Sometimes we even dream big, don’t we? Your sweet angel could become an Olympic gymnast or a professional cellist. It could happen. And sometimes it does.
What actually happens is that most kids grow up to be average people. That’s not a bad thing. And, if we’re lucky, they’ll be people who know what it means to be kind, to live joyfully and to do their best, whatever that is.
In the first few years that I knew my mother-in-law, she must have told me 20 times that my husband could have been a doctor. Usually, I just smiled and nodded when she said that. When I’d heard it one time too many, I kindly said (through gritted teeth), “Yes! He probably could have been a doctor. The thing is, he chose to be something else. Something else that’s good.” She considered that before agreeing, “You’re right.” And that finally brought an end to the subject.
There’s nothing wrong with thinking and even hoping our kids will be singing divas, or master chefs, or president of the United States. It’s like we’re reading a book. We think we know where the plot’s going, but we never really do. Kids change a lot as they grow, and so do their goals.

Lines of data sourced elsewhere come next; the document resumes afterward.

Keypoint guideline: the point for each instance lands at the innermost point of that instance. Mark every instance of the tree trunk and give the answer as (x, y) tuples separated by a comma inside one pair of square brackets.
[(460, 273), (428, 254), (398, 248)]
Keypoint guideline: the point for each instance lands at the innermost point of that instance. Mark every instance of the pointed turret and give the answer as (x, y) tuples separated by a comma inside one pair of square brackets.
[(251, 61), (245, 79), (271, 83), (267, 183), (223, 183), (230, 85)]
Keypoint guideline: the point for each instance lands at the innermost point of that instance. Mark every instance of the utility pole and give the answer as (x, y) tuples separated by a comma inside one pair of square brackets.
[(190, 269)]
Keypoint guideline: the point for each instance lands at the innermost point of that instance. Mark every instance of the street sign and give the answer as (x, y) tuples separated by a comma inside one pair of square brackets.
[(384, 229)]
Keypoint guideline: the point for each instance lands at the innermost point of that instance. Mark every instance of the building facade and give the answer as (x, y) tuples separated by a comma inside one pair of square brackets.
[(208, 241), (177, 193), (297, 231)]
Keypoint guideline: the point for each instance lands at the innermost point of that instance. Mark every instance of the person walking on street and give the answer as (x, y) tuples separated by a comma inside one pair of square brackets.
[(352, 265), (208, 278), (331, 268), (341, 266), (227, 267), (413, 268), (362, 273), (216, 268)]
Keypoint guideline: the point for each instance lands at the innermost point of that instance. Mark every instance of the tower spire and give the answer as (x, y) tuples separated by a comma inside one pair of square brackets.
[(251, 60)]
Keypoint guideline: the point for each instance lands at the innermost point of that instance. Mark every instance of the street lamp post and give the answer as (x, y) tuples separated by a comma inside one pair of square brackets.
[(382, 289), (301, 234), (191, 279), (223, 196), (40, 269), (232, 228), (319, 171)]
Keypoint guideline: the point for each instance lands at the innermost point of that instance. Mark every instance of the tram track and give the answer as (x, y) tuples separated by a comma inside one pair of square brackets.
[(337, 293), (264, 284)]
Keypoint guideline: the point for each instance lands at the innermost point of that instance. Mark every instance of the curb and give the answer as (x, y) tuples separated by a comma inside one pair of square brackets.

Our oldest, Jenna, wanted to be a professional dog whisperer when she was small. Not only that, she wanted the dogs to whisper back. I’m not sure what she thought the dogs would say to her. Tell her what they want for dinner, or how they really feel about cats? Would their words really be punctuated with “squirrel!”? I don’t know. Today, she’s all grown up, and is an editor and a writer. Maybe she could write a story about talking dogs so that I know what she was hoping to get out of that.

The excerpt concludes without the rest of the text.